A recente troca de farpas entre Donald Trump e o presidente do Federal Reserve, Jerome Powell, reacendeu uma tensão antiga entre política fiscal e política monetária nos Estados Unidos. Enquanto Trump afirma que o país está “enriquecendo com as tarifas”, Powell mantém cautela e indica que os juros continuarão altos diante de pressões inflacionárias. Mas, para além das declarações inflamadas, o que mostram os dados?

O impacto real das tarifas

As tarifas adotadas ou reforçadas por Trump nos últimos meses — especialmente sobre produtos chineses e setores estratégicos como o aço — são parte de uma agenda protecionista que ele tenta consolidar como bandeira eleitoral. O ex-presidente sustenta que os EUA estão “ganhando” com as tarifas, já que a arrecadação com tributos de importação aumentou e algumas cadeias produtivas nacionais foram reativadas.

No entanto, economistas apontam que esse ganho fiscal não é isento de custos. Parte significativa dessas tarifas é repassada aos consumidores na forma de preços mais altos, especialmente em setores como eletrônicos, alimentos processados e insumos industriais. Relatórios do Fed e de consultorias privadas indicam que a inflação subjacente — que exclui preços voláteis como energia e alimentos — segue pressionada.

Inflação e juros: o dilema do Fed

A resposta de Powell tem sido previsível, dentro do mandato do Federal Reserve: estabilidade de preços e pleno emprego. Diante da perspectiva de que as tarifas possam reaquecer a inflação, o presidente do Fed sinalizou a manutenção das taxas de juros no patamar atual. Na prática, a autoridade monetária quer evitar uma espiral inflacionária alimentada pelo encarecimento de produtos importados e pelo aumento da demanda interna em ano eleitoral.

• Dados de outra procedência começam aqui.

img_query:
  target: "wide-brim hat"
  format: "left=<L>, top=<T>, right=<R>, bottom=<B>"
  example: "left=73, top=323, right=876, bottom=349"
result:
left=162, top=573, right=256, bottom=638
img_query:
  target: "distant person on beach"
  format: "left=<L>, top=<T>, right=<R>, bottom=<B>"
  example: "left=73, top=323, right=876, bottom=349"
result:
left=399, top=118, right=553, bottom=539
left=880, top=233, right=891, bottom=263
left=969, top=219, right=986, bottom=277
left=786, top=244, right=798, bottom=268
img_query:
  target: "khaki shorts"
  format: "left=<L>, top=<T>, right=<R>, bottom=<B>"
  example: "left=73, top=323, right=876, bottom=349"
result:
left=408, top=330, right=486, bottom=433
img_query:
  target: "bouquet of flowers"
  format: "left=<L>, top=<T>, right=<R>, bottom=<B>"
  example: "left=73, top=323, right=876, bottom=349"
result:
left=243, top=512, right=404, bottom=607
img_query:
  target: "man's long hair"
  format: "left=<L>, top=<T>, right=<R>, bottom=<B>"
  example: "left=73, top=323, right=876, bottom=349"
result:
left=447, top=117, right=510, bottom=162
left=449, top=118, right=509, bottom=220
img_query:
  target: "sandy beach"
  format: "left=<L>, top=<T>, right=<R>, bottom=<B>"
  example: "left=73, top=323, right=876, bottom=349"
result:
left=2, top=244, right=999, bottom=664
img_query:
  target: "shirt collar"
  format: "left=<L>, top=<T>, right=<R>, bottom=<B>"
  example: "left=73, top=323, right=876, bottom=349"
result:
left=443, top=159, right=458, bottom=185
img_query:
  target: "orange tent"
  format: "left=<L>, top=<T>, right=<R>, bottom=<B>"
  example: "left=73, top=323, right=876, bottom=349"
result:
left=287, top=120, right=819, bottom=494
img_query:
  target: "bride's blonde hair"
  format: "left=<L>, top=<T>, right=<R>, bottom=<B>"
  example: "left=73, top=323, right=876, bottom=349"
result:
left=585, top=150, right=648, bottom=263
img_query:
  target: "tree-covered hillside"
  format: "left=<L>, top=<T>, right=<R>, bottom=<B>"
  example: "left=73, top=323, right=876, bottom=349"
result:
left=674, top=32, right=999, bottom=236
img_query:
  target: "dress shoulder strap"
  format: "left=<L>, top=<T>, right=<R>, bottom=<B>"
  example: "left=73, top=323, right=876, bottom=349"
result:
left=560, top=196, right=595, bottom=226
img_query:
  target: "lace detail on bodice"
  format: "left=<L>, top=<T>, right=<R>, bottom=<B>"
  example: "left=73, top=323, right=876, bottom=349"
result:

O último relatório do Fed projeta uma inflação temporariamente mais alta, em função de medidas fiscais expansionistas e da política comercial. A reação de Trump foi imediata: chamou o relatório de “desastre” e voltou a pressionar por cortes nos juros, criticando Powell como “atrasado e errado”.

Quem está com a razão?

Do ponto de vista técnico, ambas as posições têm fundamentos — ainda que seus porta-vozes estejam em lados opostos do espectro político.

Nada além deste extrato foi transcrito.